Kaepernick’s Protest Is the Tip of the Institutional Racism Iceberg

Politics Features Colin Kaepernick
Kaepernick’s Protest Is the Tip of the Institutional Racism Iceberg

Some people couldn’t get their heads around Colin Kaepernick’s protest last fall. To many white fans, Kaepernick was living proof that there wasn’t a race problem in football or in America. A black man—with visible tattoos, no less!—succeeding as an NFL quarterback was proof of how tolerant we all were. Instead of expressing his dissatisfaction, he should have been thanking the league, the fans, and America for his fame and fortune.

What’s ironic is that Kaepernick’s situation encapsulates precisely the problem his critics insist doesn’t exist. The forces that he was protesting were always there, but because fans couldn’t see how they affected him, they determined that he just enjoyed whining. Hardly anyone argues that racism has been eradicated from our society, but Kaepernick struck a nerve when he posited that systemic racism still pervades American institutions. Now, an invisible system is working against him, and it goes by the same name as the forces he was calling out in the first place: institutional racism.

Institutional racism is a tricky concept for a lot of people, particularly when it comes to sports, because individual instances of racism are what grab headlines. The powers that be are quick to condemn players for using racial slurs, for example, or to banish those whose racism becomes public. Apologies are made and accepted, resignations are handed in, and the immediate race problem has been solved. There are countless stories of athletes of color who have, whether out of genuine forgiveness or lack of a sensible alternative, accepted the apologies of a colleague or fan for a racist incident and moved on for the good of the game.

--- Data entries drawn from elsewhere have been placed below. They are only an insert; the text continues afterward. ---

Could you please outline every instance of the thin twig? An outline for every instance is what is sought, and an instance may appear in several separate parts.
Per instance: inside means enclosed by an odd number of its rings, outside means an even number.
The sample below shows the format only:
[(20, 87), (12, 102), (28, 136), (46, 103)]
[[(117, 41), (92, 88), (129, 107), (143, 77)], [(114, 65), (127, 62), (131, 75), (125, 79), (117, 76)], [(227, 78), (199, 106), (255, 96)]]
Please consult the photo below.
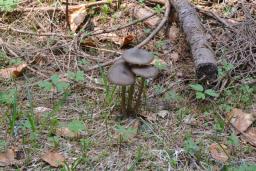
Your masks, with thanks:
[[(112, 1), (113, 2), (113, 1)], [(106, 1), (97, 1), (97, 2), (91, 2), (91, 3), (86, 3), (86, 4), (81, 4), (81, 5), (73, 5), (69, 7), (69, 10), (76, 10), (80, 8), (89, 8), (97, 5), (103, 5), (103, 4), (109, 4), (111, 3), (109, 0)], [(65, 6), (60, 6), (60, 7), (37, 7), (37, 8), (18, 8), (15, 11), (17, 12), (30, 12), (30, 11), (63, 11), (64, 12)]]

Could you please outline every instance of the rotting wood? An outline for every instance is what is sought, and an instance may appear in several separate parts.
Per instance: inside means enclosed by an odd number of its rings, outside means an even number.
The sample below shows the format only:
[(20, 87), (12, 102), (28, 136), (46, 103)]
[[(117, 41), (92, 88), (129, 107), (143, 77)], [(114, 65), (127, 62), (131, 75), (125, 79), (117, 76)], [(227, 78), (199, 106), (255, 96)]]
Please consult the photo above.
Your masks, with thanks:
[(198, 79), (214, 81), (217, 78), (217, 61), (195, 8), (187, 0), (170, 1), (178, 14), (180, 27), (191, 47)]

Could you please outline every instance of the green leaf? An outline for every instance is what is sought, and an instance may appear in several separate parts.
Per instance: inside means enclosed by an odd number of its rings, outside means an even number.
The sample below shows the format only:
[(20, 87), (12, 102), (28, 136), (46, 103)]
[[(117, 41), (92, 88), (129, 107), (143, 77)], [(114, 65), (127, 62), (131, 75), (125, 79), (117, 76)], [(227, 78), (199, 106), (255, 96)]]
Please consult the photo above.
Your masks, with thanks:
[(64, 81), (57, 82), (55, 84), (58, 92), (63, 92), (65, 89), (69, 87), (69, 83), (66, 83)]
[(56, 74), (54, 74), (53, 76), (51, 76), (51, 81), (52, 83), (56, 86), (56, 84), (59, 82), (60, 77)]
[(67, 72), (67, 77), (68, 77), (68, 79), (73, 80), (76, 77), (76, 74), (72, 71), (68, 71)]
[(236, 134), (232, 133), (228, 137), (228, 143), (231, 144), (231, 145), (238, 146), (239, 145), (239, 138), (236, 136)]
[(116, 126), (116, 131), (123, 137), (124, 141), (127, 141), (129, 138), (136, 134), (135, 128), (125, 128), (122, 125)]
[(16, 89), (10, 89), (6, 92), (0, 92), (0, 103), (13, 104), (15, 100)]
[(207, 89), (207, 90), (205, 90), (204, 93), (209, 95), (209, 96), (212, 96), (212, 97), (218, 97), (219, 96), (219, 94), (216, 93), (216, 91), (213, 90), (213, 89)]
[(46, 91), (51, 91), (53, 87), (52, 83), (50, 83), (49, 81), (41, 81), (38, 85), (40, 88)]
[(195, 91), (204, 91), (204, 87), (201, 84), (190, 84), (189, 86)]
[(185, 140), (184, 142), (184, 149), (187, 153), (194, 155), (198, 150), (198, 145), (193, 141), (193, 139), (190, 137)]
[(68, 129), (74, 133), (79, 133), (85, 130), (84, 122), (80, 120), (73, 120), (68, 124)]
[(12, 12), (18, 3), (19, 0), (0, 0), (0, 11)]
[(83, 71), (77, 71), (75, 81), (84, 81), (84, 72)]
[(204, 100), (205, 99), (205, 94), (202, 93), (202, 92), (196, 92), (196, 99)]

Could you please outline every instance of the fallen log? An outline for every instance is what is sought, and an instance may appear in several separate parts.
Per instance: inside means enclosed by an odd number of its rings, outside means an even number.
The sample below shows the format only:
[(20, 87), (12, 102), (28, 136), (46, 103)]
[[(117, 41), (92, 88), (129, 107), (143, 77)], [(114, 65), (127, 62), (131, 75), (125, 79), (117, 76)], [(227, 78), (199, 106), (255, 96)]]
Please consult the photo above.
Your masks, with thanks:
[(215, 54), (207, 41), (196, 10), (187, 0), (170, 1), (178, 14), (180, 27), (182, 27), (187, 42), (191, 47), (198, 79), (201, 81), (214, 81), (217, 78)]

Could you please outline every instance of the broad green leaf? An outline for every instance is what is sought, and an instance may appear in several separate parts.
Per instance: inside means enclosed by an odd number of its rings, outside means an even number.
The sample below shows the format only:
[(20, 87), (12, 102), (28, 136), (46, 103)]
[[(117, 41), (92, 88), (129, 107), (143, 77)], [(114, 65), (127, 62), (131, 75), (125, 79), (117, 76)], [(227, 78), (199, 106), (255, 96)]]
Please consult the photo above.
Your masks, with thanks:
[(204, 100), (205, 99), (205, 94), (202, 93), (202, 92), (196, 92), (196, 99)]
[(195, 91), (204, 91), (204, 87), (201, 84), (190, 84), (189, 86)]
[(209, 95), (209, 96), (212, 96), (212, 97), (218, 97), (219, 96), (219, 94), (216, 93), (216, 91), (213, 90), (213, 89), (207, 89), (207, 90), (205, 90), (204, 93)]

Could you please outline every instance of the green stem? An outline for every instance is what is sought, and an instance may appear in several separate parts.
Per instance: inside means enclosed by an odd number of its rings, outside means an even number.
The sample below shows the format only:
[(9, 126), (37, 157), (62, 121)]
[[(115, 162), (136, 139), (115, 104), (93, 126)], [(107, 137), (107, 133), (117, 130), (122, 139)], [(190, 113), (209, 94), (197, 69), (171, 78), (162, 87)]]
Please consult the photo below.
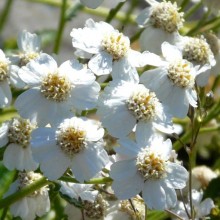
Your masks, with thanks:
[(177, 219), (180, 219), (180, 220), (183, 220), (183, 218), (181, 218), (179, 215), (177, 215), (175, 212), (169, 210), (169, 209), (165, 209), (165, 211), (167, 213), (169, 213), (170, 215), (172, 215), (173, 217), (177, 218)]
[(50, 184), (50, 182), (45, 178), (42, 177), (41, 179), (35, 181), (34, 183), (24, 187), (23, 189), (19, 190), (18, 192), (0, 200), (0, 209), (9, 207), (12, 203), (22, 199), (25, 196), (33, 193), (34, 191), (40, 189), (43, 186)]
[(190, 0), (184, 0), (180, 5), (182, 11), (184, 11), (185, 7), (189, 4)]
[(131, 43), (134, 43), (136, 40), (138, 40), (143, 31), (144, 31), (144, 28), (142, 28), (137, 33), (135, 33), (133, 36), (131, 36), (131, 38), (130, 38)]
[(147, 220), (147, 205), (145, 205), (145, 220)]
[[(64, 182), (70, 182), (70, 183), (79, 183), (75, 178), (68, 177), (68, 176), (62, 176), (59, 180), (62, 180)], [(93, 178), (89, 181), (85, 181), (85, 184), (105, 184), (112, 182), (112, 179), (109, 177), (103, 177), (103, 178)]]
[(6, 24), (7, 18), (10, 13), (12, 3), (13, 3), (13, 0), (7, 0), (7, 2), (5, 3), (5, 7), (4, 7), (3, 12), (1, 14), (1, 17), (0, 17), (0, 33), (4, 29), (4, 26)]
[(122, 6), (124, 5), (124, 3), (125, 2), (120, 2), (115, 8), (113, 8), (110, 12), (109, 12), (109, 14), (108, 14), (108, 16), (107, 16), (107, 18), (106, 18), (106, 22), (107, 23), (110, 23), (112, 20), (113, 20), (113, 18), (116, 16), (116, 14), (119, 12), (119, 10), (122, 8)]
[(3, 212), (2, 212), (1, 220), (5, 220), (6, 219), (7, 212), (8, 212), (8, 207), (5, 207)]
[(58, 30), (57, 30), (56, 39), (55, 39), (55, 45), (53, 48), (53, 52), (56, 54), (58, 54), (58, 52), (60, 50), (61, 40), (62, 40), (63, 31), (64, 31), (64, 27), (65, 27), (65, 23), (66, 23), (66, 19), (65, 19), (66, 8), (67, 8), (67, 0), (63, 0), (61, 12), (60, 12), (59, 26), (58, 26)]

It’s much more difficult to detect institutional racism, but a league shouldn’t get a free pass just because it condemns those members whose racism cannot be ignored. Institutional racism is about quiet, pervasive discrimination in the attitude of an institution. Let us examine the prevailing attitude of the NFL when it comes to Kaepernick.

Kaepernick may have peaked early, but he is a gifted quarterback in a league that could use about ten more gifted quarterbacks. The case can and has been made that he is better than several of the 32 QB’s predicted to start next season. He’s certainly better than many of the other free agent playcallers who have been signed this offseason. Even if he doesn’t deserve to start, few teams have a better backup, particularly considering that Kaepernick’s ground game would provide many offenses with an entirely new dimension. Personally, I think even teams with an established starter could benefit from periodically playing him, but that’s a different column. Point is, he’s more than deserving of a spot on a roster, somewhere.

It’s common knowledge that NFL teams don’t really shy away from players with “baggage.” Tim Tebow, Robert Griffin III, and Johnny Manziel have all received second and even third chances after failing, dramatically and publicly, to live up to expectations. Kaepernick, a Super Bowl veteran, would be less of a risk than those players in many ways, but there’s one thing that makes him riskiest of all: if the NFL continues to give him the platform, he may continue to call attention to the problems faced by racial minorities in America.

If an owner came out and said he didn’t want an outspoken black man on his team, that would be case closed. In reality, nobody has to say it. It’s even theoretically possible that no single owner has thought that. What’s clear is that the NFL’s leadership, collectively, fears the conversation Kaepernick has started and would prefer that it cease.

The blame does not rest solely with one owner or general manager, or even with Commissioner Roger Goodell. It rests with the NFL’s ruling class, everyone who could make a difference by hiring Kaepernick or stating publicly that he deserves a spot on a roster. Despite significant evidence to the contrary, this class takes it for granted that Kaepernick does not deserve a shot. That is the unspoken dogma, and so far nobody in a position to challenge it has done so.

Even if you did find an owner who sympathized with Kaepernick—keeping in mind that several of them are friends of Donald Trump—good luck finding one willing to say so out loud, particularly to his peers. Perhaps, in some front office, there is a Branch Rickey-like executive who would love to help Kaepernick continue his career, but it is manifestly true that no one is willing to stick his neck out. That doesn’t mean every NFL executive is a white-hood-wearing racist, but it does mean that the league’s unofficial policy is to exclude a qualified black quarterback whose only significant liability is his “controversial” stance on race in America.

Is any one person enforcing the policy? Almost certainly not. Nobody has to, because those who could break with it are united in their silence. Even those who may privately sympathize with Kaepernick are comfortable in their silence, and they would be uncomfortable doing anything else.

When no member of an institution is willing to call out a racial injustice, to question a status quo that deserves, at the very least, to be questioned, then that institution is institutionally racist. No one has to say “We don’t want him in the league.” No one even has to work toward that end. Among the NFL’s ruling class, it’s implicitly understood. The league can remain apolitical all it wants, but, in reality, it took a stance on this issue long ago. Without anyone giving the order, it has blacklisted Colin Kaepernick for speaking out about institutional racism. If you didn’t know what institutional racism was before, you do now.